If you are thinking about starting up a business, you will need to be able to demonstrate how effective and successful it could be, especially if you would like to obtain finance for it. As a result, you should write a detailed business plan before setting up.
Most important aspects of a business plan
A business plan features all of the important information about a business, its potential market and its projections. It offers you the chance to do your research which will feed into the business you create. It also offers something for you to look back on to make sure your business stays on the right track, however long you have been trading.
Because a business plan is such an important document, it is essential that you include the relevant information within it. But what exactly do you need to include in your business plan?
- Executive summary: This should be the first page(s) of your business plan document. It should contain a basic summary of all the key information anyone reading your business plan will need to know.
- Business overview: A detailed description of your business concept and how you will work. You should include: your business’ legal structure, formation history, type of business, the location in which you will be based, your means of doing business (shop, internet), etc.
- Operations plan: How your business functions on a daily, weekly, monthly and yearly basis. You should include: its physical setup, strategies and actions you will take to achieve your objectives.
- Market analysis: An overview of the market(s) you are about to enter and a plan to capture and maintain them is advisable. You should include: type of market (toys, clothing etc.), people you will be targeting (gender, age, social class) and locations you will be targeting.
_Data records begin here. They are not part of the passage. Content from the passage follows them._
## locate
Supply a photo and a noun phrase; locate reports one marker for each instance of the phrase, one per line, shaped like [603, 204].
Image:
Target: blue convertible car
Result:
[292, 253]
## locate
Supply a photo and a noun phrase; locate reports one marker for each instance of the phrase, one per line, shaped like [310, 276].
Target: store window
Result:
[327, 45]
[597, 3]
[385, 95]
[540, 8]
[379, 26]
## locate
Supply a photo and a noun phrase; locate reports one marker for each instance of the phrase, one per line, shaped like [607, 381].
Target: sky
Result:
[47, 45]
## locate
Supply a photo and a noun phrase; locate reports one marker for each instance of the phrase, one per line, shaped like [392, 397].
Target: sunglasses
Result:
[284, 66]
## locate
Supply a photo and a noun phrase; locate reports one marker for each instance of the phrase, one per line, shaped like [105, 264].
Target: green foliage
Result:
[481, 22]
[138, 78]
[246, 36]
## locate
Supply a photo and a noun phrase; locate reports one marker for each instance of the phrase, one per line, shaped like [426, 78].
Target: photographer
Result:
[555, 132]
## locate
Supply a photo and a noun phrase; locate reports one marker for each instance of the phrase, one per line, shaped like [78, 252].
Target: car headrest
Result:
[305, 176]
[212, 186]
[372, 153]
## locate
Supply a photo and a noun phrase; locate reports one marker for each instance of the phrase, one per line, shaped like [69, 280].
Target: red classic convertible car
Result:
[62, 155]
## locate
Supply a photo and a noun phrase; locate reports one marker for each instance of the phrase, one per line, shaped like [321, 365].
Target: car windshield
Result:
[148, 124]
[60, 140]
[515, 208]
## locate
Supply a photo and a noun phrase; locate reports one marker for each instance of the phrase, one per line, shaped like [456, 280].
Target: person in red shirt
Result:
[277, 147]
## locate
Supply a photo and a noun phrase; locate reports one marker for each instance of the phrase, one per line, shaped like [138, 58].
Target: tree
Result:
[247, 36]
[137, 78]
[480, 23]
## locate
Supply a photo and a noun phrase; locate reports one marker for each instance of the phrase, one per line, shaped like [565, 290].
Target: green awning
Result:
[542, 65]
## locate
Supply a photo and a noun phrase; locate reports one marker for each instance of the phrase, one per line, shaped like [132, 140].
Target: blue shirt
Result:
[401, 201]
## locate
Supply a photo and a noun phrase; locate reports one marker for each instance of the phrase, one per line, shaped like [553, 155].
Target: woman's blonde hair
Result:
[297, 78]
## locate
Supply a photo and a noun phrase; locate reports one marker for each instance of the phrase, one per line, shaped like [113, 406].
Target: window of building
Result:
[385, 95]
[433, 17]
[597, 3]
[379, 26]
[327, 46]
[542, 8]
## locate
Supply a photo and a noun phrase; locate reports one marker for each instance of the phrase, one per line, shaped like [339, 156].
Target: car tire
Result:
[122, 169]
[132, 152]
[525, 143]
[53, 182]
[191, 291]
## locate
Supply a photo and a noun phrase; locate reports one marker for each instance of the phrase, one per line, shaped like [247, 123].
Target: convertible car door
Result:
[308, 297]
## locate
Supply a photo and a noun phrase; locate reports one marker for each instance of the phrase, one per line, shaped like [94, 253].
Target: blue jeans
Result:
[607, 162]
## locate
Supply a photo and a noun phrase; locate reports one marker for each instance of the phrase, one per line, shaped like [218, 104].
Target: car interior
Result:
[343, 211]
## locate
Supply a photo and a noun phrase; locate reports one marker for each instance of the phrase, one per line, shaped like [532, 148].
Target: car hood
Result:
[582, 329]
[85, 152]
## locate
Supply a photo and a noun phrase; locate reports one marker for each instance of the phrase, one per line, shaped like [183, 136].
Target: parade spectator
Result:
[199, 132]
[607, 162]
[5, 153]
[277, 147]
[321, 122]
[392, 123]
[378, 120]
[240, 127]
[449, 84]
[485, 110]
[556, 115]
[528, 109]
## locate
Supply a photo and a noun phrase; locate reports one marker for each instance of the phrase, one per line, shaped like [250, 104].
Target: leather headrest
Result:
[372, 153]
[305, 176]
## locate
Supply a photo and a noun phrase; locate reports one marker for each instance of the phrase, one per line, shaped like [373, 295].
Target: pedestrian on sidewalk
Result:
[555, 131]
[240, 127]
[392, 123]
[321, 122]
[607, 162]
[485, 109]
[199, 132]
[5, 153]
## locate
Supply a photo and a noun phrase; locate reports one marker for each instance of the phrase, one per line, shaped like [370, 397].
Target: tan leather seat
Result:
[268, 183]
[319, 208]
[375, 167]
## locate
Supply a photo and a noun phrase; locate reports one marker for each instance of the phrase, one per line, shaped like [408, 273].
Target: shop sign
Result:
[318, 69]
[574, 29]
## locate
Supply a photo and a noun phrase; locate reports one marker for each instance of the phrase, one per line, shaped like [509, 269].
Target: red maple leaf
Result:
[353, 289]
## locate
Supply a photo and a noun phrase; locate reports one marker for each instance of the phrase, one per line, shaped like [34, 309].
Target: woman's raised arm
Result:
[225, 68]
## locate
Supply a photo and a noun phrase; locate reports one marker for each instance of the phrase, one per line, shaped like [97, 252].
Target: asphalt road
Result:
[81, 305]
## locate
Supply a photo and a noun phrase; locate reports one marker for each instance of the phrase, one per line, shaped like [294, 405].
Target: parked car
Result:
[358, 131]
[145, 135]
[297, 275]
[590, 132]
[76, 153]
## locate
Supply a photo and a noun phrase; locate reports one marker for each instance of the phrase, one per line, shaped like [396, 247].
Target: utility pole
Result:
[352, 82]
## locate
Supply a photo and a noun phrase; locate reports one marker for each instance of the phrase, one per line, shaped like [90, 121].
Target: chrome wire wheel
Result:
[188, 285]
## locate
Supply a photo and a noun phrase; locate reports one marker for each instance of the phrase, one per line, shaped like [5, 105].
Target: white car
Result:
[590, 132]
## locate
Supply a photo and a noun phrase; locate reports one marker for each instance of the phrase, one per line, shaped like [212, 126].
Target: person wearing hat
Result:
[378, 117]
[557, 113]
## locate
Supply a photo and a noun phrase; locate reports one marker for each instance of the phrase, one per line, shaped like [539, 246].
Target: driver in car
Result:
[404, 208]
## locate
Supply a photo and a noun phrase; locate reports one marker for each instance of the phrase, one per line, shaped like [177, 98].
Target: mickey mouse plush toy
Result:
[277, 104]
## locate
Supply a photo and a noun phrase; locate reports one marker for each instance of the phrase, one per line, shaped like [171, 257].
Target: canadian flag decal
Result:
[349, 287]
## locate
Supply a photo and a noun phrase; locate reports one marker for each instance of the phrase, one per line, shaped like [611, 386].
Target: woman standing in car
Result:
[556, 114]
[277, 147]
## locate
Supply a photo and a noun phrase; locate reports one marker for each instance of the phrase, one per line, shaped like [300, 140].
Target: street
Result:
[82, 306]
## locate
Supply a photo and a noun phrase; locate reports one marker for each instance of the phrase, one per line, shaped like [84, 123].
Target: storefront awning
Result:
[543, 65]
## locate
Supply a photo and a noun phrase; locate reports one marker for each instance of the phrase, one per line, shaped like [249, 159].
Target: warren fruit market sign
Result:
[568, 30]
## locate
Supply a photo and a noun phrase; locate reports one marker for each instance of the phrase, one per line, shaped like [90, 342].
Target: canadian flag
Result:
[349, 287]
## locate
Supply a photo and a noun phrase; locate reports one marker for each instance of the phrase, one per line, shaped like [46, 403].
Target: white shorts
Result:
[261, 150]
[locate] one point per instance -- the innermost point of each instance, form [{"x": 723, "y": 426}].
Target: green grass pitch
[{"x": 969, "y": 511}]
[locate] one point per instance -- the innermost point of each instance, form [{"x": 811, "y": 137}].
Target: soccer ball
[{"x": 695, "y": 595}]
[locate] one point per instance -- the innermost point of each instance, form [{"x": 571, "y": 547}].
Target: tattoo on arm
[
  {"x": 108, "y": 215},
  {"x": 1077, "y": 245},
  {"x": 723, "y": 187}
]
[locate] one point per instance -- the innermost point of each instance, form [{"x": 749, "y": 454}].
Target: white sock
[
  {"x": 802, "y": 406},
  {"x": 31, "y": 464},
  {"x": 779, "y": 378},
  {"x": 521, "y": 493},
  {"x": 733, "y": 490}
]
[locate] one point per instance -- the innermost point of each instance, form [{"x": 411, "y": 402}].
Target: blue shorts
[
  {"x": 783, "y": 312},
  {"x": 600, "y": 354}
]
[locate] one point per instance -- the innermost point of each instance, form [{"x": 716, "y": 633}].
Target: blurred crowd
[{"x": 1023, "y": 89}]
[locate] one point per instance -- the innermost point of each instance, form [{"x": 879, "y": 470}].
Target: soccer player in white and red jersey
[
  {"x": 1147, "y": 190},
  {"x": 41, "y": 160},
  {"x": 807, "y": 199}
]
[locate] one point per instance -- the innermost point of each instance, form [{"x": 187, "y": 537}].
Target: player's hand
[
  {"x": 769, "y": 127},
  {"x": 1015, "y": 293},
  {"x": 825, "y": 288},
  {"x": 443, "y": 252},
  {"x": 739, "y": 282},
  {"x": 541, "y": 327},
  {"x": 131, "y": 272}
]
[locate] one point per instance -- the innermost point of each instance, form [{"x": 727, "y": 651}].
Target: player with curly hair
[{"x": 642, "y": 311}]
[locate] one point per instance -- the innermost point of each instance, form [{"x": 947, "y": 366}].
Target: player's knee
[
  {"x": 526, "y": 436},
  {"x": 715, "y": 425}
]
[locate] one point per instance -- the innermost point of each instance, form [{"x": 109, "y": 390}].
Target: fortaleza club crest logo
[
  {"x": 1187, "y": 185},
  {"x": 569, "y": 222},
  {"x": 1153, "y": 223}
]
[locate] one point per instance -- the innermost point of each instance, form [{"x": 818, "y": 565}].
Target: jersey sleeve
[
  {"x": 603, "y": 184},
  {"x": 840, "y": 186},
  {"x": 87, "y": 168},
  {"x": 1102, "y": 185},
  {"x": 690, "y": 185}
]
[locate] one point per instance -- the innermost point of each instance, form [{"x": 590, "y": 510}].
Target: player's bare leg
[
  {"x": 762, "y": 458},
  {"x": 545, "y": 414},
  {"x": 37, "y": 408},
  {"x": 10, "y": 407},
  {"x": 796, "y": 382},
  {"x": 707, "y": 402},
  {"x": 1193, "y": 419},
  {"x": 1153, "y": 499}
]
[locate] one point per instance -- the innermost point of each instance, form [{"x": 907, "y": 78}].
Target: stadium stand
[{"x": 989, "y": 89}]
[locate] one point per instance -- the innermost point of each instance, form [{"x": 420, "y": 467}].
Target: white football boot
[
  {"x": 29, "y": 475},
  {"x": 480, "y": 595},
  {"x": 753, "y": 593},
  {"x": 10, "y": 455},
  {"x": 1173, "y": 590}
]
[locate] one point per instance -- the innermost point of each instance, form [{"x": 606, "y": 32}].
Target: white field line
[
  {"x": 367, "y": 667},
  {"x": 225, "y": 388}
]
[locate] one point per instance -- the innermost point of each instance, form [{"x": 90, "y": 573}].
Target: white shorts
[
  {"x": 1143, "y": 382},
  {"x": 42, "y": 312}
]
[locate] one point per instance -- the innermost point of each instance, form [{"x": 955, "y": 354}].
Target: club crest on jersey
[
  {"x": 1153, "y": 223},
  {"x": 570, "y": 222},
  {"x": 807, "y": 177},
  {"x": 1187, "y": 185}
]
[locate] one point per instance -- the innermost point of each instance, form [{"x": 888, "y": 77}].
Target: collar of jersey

- Products and services: Detailed description of the products you will be manufacturing and selling or the services you will be offering. For each product and service type, you should provide an in-depth description for the benefit of readers and potential investors.
- Sales and marketing: On the sales and marketing side, you should include proposed pricing, where you will be selling and quantity sold, estimates based on research; also include why the market will buy your product/services. You should also include a marketing plan outlining advertising ideas and marketing strategies.
- Competitive analysis: Look at how your competitor’s strengths will affect your business and how you could gain a competitive edge from their weaknesses.
- Management team: Provide as much information as possible about the people involved in your business. You should include: their role, skills, experience and what they will bring to the business.
- Financial plan: This is one of the most important parts of your business plan where you can outline all financial information relating to your business. You should include: start-up costs, projected balance sheets, amount of money necessary to get the business off the ground, amount needed over year 2, 3 and 5 of the business, the plans for your funds and any additional funding required and all ongoing business expenses (salaries, insurance costs, promotional expenses etc.) From here you can plan if you may need additional sources of finance and if so, what sort of finance you may need. Commercial finance, invoice finance, factoring or even the right type of banking facility.
- Projections: Income statements and balance sheets for at least 2 years and all estimates will be based on numbers and analysis put together by yourself. They should be as thorough as possible to obtain the best chance of gaining investment for your business.
- Supporting documents: All other important information about your business that does not fit into any of the other sections. You can include: patent information, customer lists, CVs of staff you already have on board and any further information to support your business idea.
So there you have it, everything you should and can include in your business plan to give as much information as possible to your staff and any future investors. If you are as thorough as possible when putting together your business plan, you will be able to create a solid foundation on which to build your business.